3 Simplifying the decompositions

Perhaps surprisingly, the first step towards reducing C to 1 will involve abandoning full decompositions. The reason is that when we start to consider van Kampen diagrams, we want the configurations that we consider in a partial Latin square to correspond to triangulated surfaces. Each labelled point in a partial Latin square corresponds to a triangle, and the triangles corresponding to two points share an edge if and only if the points share a column, a row, or a label. The problem with full decompositions is that they give rise to edges that are contained in more than two faces, and hence not to surfaces.

In this section, we shall use Theorem 2.2 as a tool in a ‘second pass’ through the arguments in Sect. 2. Our first lemma for this section shows that the property of C-well-definedness (see Definition 2.1) is sufficient to ensure that almost all of the cycles in B are popular, for a lower threshold of popularity (see Definition 2.4). This is significant because it enables us to repeat the process of the previous section, but eliminates the need for Lemma 2.6 and point decompositions, which are the source of the edges that are contained in too many faces. We will simply be able to reapply Lemma 2.14 to the subset B with a different set $\mathcal {C}$ of cycles: $\mathcal {C}$ will now simply be the set of $\theta $-popular cycles, for some appropriate $\theta $, rather than the set of those cycles with many popular point decompositions.

Lemma 3.1

Let B be an $n\times n$ partial Latin square of density $\beta $. Suppose that the 2r-cycle completion operation in B is C-well-defined (see Definition 2.1). Let $\delta $, $\theta $ be such that $\beta ^{2r}\delta \theta ^{-1}> C$. Then the proportion of 2r-cycles in B that are not $\theta $-popular is at most $\delta $.

Proof

By Lemma 2.3, the number of 2r-cycles in B is at least $\beta ^{2r}n^{2r}$. Therefore, given a tuple $(a_1,\dots ,a_{2r-1})$ of labels, the number of 2r-cycles with first $2r-1$ labels $(a_1,\dots ,a_{2r-1})$ is on average at least $\beta ^{2r}n$. However, since the 2r-cycle completion operation is C-well-defined we have further that the number of different $a_{2r}$ completing a 2r-cycle labelling $(a_1,\dots ,a_{2r})$ in B is at most C.

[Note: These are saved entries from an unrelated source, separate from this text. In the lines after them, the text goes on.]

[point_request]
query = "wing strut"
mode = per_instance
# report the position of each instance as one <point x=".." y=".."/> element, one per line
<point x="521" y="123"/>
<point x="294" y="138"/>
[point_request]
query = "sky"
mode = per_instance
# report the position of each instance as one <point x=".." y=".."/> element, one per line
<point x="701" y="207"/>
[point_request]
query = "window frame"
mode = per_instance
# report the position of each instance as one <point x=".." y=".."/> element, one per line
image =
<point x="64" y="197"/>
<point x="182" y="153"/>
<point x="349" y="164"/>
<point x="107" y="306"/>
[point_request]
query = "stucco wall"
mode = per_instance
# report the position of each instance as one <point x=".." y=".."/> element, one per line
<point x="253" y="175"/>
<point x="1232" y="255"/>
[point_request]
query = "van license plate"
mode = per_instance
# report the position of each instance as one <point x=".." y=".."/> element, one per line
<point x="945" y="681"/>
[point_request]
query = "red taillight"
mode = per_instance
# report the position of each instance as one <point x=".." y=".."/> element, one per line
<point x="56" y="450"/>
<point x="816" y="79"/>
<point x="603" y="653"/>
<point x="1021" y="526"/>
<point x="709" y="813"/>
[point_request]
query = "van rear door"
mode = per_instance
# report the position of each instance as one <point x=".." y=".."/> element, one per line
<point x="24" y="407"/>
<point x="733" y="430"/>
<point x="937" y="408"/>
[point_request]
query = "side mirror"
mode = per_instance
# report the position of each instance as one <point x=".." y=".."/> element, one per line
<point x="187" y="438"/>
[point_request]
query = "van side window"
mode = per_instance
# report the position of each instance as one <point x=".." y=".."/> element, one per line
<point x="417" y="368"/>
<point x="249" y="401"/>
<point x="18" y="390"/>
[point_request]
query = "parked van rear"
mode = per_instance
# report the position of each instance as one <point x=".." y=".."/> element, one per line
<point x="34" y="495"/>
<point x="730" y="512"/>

If a proportion greater than $\delta $ of 2r-cycles are not $\theta $-popular, then by averaging there must be some $(a_1,\dots ,a_{2r-1})$ such that a proportion greater than $\delta $ of 2r-cycles starting with these labels are not $\theta $-popular. But that means that there must be more than $\beta ^{2r}\delta \theta ^{-1}> C$ completions which is a contradiction to the assumption that the 2r-cycle completion operation in B is C-well-defined. $\square $

We are now ready to put together our technical lemmas to prove the following proposition, which will be the main tool for passing to a dense subset of a partial Latin square that avoids the configurations we wish to avoid.

Proposition 3.2

Let $0<\epsilon <10^{-3}$ and let A be a partial Latin square containing at least $\epsilon n^5$ octohedra (see Definition 1.7). Let $k\ge 100$ be an integer. Then we can find $B\subset A$ of density $\beta \ge \epsilon ^{80}$ such that for each $r=2,\dots ,k$ we have that every label 2r-cycle in B has at least $\epsilon ^{80k^2}n^{2r}$ different $\theta $-popular ring decompositions (see Definition 2.7) in A, where $\theta \ge \epsilon ^{35k^3}$. Moreover, the number of octahedra in B is at least $\epsilon ^{70k^3}n^5$.

Proof

We begin by applying Theorem 2.2. This allows us to pass to a subset $B_1\subset A$ of density $\beta _1\ge \epsilon ^{10}$ with the property that for each $2\le r\le k$ the 2r-cycle completion operation in B is C-well-defined, where $C=\epsilon ^{-33k^3}$.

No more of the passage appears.